An optional formula object to describe how the node should be generated or NULL (default). If supplied it should start with ~, having nothing else on the left hand side. The right hand side may contain any valid formula syntax, such as A + B or A + B + I(A^2), allowing non-linear effects. If this argument is defined, there is no need to define the parents argument. For example, using parents=c("A", "B") is equal to using formula= ~ A + B. Contrary to the node_gaussian, node_binomial and node_poisson node types, random effects and random slopes are currently not supported here.

betas

A numeric vector with length equal to parents, specifying the causal beta coefficients used to generate the node.

cutpoints

A numeric vector containing the points at which the underlying latent variable is cut to produce the ordered factor. In general, length(cutpoints) + 1 categories will be produced.

The link function describing the distribution of the error term. Allowed values are "logistic", "probit", "loglog", "cloglog" and "cauchit", mirroring the method argument in the polr function.

labels

Labels for the levels of the resulting categories. By default (labels = FALSE), simple integer codes are returned. Corresponds to the argument of the same name in the cut function.

output

A single character string specifying the kind of output that should be returned.
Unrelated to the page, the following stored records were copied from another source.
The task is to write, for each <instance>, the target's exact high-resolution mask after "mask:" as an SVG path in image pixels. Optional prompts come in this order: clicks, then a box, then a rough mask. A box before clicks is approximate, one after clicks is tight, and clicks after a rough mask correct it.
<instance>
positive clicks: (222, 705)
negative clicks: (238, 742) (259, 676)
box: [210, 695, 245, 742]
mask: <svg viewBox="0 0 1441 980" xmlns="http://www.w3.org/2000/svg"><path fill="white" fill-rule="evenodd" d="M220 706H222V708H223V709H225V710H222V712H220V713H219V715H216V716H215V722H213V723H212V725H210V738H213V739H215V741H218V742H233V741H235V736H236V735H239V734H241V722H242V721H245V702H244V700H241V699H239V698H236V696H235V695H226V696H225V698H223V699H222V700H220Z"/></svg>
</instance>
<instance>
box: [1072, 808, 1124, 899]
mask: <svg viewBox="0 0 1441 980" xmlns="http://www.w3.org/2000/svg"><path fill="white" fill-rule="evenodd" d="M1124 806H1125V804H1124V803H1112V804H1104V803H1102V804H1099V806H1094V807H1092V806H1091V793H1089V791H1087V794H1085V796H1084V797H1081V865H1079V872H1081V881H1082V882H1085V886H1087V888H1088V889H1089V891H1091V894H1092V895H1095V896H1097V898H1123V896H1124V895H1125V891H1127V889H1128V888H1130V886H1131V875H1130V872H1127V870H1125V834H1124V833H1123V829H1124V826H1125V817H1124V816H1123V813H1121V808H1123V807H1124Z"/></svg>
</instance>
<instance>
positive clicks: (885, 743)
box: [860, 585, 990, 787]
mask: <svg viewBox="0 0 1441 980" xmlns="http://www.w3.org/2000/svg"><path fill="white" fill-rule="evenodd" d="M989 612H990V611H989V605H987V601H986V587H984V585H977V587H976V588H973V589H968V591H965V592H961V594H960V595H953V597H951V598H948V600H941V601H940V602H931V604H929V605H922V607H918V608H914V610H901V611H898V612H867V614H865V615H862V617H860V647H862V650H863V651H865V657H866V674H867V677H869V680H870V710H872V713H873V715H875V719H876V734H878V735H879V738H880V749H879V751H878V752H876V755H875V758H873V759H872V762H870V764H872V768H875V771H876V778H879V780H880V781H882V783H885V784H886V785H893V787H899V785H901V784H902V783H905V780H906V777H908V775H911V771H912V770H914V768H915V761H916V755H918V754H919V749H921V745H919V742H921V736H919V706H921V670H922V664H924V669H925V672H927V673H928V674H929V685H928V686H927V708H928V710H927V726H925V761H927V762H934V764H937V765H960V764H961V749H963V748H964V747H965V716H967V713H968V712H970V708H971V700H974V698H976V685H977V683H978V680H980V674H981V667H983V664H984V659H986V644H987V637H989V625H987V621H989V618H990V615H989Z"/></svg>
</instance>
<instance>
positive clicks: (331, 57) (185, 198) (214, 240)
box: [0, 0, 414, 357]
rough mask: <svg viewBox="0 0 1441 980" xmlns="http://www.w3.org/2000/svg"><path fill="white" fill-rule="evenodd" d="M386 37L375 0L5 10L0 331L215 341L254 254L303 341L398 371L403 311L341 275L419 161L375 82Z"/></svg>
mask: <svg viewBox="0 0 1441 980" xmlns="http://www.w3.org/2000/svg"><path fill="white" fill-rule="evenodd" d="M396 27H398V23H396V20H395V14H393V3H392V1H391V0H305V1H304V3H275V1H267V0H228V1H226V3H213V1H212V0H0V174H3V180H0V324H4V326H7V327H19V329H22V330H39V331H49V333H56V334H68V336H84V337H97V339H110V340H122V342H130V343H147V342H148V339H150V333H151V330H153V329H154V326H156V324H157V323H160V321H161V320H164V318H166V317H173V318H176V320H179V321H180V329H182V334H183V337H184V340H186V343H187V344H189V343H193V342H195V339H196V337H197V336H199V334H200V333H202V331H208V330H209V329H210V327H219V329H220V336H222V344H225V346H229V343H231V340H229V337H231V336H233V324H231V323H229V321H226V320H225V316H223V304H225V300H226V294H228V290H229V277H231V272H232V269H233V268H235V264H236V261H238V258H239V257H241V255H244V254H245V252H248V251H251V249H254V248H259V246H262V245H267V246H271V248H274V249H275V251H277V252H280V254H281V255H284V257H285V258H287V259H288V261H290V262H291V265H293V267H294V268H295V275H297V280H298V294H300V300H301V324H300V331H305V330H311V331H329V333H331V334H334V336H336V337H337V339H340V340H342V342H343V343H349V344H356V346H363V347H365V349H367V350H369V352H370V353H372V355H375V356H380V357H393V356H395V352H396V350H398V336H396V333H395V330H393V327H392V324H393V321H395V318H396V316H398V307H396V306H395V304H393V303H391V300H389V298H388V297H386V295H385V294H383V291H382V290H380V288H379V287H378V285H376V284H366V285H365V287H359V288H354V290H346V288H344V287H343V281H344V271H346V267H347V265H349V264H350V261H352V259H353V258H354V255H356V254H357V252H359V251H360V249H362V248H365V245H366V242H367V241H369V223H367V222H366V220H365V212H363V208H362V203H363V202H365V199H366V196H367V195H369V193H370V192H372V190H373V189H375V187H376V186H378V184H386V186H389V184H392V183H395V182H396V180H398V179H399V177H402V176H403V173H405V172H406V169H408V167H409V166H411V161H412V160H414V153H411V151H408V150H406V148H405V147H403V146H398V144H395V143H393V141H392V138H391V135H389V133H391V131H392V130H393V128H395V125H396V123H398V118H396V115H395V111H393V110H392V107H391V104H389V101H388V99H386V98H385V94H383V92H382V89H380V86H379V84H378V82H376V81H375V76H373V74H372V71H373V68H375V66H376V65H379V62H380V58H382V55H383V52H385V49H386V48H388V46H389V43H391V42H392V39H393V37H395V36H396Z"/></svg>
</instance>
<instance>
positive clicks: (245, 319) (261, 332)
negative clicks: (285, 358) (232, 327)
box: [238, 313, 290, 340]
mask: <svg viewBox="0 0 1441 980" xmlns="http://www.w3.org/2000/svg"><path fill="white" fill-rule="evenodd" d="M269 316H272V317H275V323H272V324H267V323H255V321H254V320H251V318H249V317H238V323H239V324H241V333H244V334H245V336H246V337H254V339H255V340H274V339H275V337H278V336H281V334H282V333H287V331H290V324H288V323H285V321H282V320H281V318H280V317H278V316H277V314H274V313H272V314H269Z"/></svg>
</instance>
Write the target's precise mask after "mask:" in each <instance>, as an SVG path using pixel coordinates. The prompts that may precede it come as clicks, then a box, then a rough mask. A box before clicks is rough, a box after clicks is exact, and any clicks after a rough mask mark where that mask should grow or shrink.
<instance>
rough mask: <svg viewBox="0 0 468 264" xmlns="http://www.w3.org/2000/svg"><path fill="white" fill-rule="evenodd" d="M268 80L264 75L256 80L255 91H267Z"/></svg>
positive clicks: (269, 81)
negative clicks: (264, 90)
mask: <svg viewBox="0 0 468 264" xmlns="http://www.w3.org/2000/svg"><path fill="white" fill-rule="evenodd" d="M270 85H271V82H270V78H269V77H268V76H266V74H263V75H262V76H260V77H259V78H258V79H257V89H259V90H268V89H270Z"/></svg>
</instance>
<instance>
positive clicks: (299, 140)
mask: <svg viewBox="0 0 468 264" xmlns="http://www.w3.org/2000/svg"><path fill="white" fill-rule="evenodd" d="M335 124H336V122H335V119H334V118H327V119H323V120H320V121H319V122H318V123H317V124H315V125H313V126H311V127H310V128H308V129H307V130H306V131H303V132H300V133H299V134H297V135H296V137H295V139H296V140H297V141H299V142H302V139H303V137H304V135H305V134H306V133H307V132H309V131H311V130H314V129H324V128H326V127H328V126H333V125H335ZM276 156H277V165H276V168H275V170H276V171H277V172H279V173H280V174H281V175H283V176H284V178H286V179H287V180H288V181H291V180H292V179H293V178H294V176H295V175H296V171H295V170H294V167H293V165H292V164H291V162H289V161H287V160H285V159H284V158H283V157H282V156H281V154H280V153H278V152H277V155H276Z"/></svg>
Defaults to "factor", but may also be set to "character".

Details

This node type currently does not support inclusion of random effects or random slopes in the formula.

Author

Robin Denz

Value

Returns a character of factor vector of length nrow(data).

Examples

library(simDAG)

set.seed(124554)

dag <- empty_dag() +
  node(c("X1", "X2"), type="rnorm", mean=0, sd=1) +
  node("Y", type="polr", formula= ~ -2*X1 + 1.5*X2, cutpoints=c(0.7, 1.5, 3.2),
       link="logistic")

sim_dat <- sim_from_dag(dag=dag, n_sim=100)